A. Adam Wilson, Informatica
Can you give me a quick overview of Informatica’s ILM division?
Convincing companies that data is an asset is easy. Convincing them that it is a liability is hard.
Companies need to put more focus on ‘lean data management’, by which I mean aligning the value of the data. Why does all data fly first class, maintained and managed by expensive personnel? We help companies to pull the data out and partition it more intelligently. We were doing that for live data because you save costs and get better performance in the process.
But companies were telling us that they had a problem with obsolete data.

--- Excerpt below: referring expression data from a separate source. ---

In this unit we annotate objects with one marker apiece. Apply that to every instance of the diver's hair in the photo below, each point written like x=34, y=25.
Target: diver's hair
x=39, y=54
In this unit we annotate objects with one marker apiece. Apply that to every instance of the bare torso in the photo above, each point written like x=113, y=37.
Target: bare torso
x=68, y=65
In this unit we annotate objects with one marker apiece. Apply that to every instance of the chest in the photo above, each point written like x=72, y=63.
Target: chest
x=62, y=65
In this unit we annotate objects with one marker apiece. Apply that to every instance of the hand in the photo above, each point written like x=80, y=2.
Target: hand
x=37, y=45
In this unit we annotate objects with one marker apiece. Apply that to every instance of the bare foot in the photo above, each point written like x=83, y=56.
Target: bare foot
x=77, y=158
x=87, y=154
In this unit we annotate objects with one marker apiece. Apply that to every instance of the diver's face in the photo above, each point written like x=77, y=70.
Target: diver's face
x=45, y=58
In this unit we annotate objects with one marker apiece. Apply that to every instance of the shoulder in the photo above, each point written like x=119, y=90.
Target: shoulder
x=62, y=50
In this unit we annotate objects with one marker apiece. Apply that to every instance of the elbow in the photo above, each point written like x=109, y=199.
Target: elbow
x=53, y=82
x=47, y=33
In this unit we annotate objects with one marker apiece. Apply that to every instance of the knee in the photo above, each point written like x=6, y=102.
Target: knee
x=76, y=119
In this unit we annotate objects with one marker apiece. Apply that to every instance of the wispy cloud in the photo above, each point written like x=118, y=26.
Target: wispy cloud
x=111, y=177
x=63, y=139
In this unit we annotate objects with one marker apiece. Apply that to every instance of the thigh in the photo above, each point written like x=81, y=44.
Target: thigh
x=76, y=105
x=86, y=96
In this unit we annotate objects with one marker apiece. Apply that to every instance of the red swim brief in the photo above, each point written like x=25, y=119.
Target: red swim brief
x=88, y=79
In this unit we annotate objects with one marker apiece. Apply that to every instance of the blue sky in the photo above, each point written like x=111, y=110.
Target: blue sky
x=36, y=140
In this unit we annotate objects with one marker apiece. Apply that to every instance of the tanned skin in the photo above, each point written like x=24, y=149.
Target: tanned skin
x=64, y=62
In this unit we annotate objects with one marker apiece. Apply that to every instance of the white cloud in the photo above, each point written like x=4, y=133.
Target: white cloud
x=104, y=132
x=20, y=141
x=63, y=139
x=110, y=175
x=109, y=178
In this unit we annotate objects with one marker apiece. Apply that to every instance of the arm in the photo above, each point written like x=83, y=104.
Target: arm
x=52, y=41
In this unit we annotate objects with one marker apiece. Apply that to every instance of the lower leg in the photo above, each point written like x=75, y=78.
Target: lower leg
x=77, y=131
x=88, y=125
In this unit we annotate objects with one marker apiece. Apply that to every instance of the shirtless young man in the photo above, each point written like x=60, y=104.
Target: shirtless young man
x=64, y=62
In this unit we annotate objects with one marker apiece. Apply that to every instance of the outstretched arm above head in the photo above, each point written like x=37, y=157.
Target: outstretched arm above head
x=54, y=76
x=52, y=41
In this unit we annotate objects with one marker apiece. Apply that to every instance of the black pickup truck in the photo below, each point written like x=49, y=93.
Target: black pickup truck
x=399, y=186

Nobody wants to unplug anything but we enable them to move all that obsolete data into an optimised archive so they can retire applications. Once it’s in the dedicated archive you can apply records management principles and still query the data if you need to, but you don’t have to pay for a database. That is part of Informatica Data Archive. It has built in legal hold, and all the tagging and so on you need for things like defensible data disposal.
What’s your view of Big Data?
We can help companies get rid of data that there’s no business reason to keep. We can help to make Big Data small.
The growth in data shows no sign of letting up. But at some point the relational database model breaks down, because it costs a fortune. There’s a better place to put that low density but high volume data. We can move it to disk with the cost characteristics of tape but it’s still online or nearline when you want to query the data.
The storage guys have never understood the application layer. They understand what a block or LUN is but not what a purchase order looks like. We can understand the data in a transactionally astute way, for example a purchase order that’s older than six months may be OK to archive based on its metadata. We do entity inference, inferring entity definitions based on the data and make suggestions based on that – that helps to accelerate the process.
In what sort of cases might that help?
For example a typical Oracle E-Business application may have hundreds or even thousands of disconnected tables. That’s an example of where we can go in and infer entity definitions, and because we’ve done that for customers we can use what we know to help other customers. We have that for Amdocs, SAP, Oracle, PeopleSoft and do on.
We can also run simulations, for example why are some purchase orders not eligible to be archived? It may be they have no matching invoice, so those can be flagged for deletion if they are old enough, for example.
A lot of what you are talking about seems to refer to production data. What about non-production, for example dev and test?
It’s a valid question because for everything companies have in production they typically have 8 to 12 copies in non-production. It’s not only very expensive but it’s a huge security risk. The non-production environment is like the Wild West. The biggest risk for data breach is not people coming through the firewall – 58% of breaches are through negligence or maliciousness. The threat has shifted. We’ve been doing this for several years but there’s been an explosion of interest in the last six months.
So what’s changed?
There are a lot of privileged users in the organisation, organisations are more aware of the dangers and the regulators are stronger and more vocal. The fines are huge and the reputational damage is massive. We can help the company ‘skinny down’ production copies for non-production use, then obfuscate that data so that sensitive data is not at risk. That’s our Test Data Management and Informatica Data Masking.
How does this compare to standard encryption?
We compliment encryption. Privileged users have the right to see and manipulate data because they are building and testing new applications. You can’t just encrypt it all. You still want birthdays to look like birthdays, but we use a number of masking techniques so that the data is practically worthless if it gets spilled.
We’ve seen take-up of this technology in things like clinical trials, too – you need people to be able to manipulate the data but there are pieces of personally identifiable information that nobody needs to see, and we can obfuscate that.
And is the data masking piece used in production environments too?
Yes, we can do this kind of masking for production as well as non-production environments. We had a telco that was having to fire five or six operators per month because they were being caught trawling celebrity phone data. That’s obviously extremely sensitive given recent headlines. We obfuscate that data dynamically so that depending on the user’s authority they can only see limited pieces of the data. It’s all about reducing the risk. The possible fines and reputational damage mean that this is an area where projects are getting funded and accelerated.
Are there any new capabilities in the pipeline?
We’ll bring out a new version of our Test Data Management soon. Without giving too much away, one of the features of that upgrade will be for the Dynamic Masking to get broader database support. We support Oracle, SQL Server and DB2, we’ll be adding Teradata and later on also mainframe environments like VSAM, IMS and so on. There’s a lot of data in the typical organisation that could do with some ILM.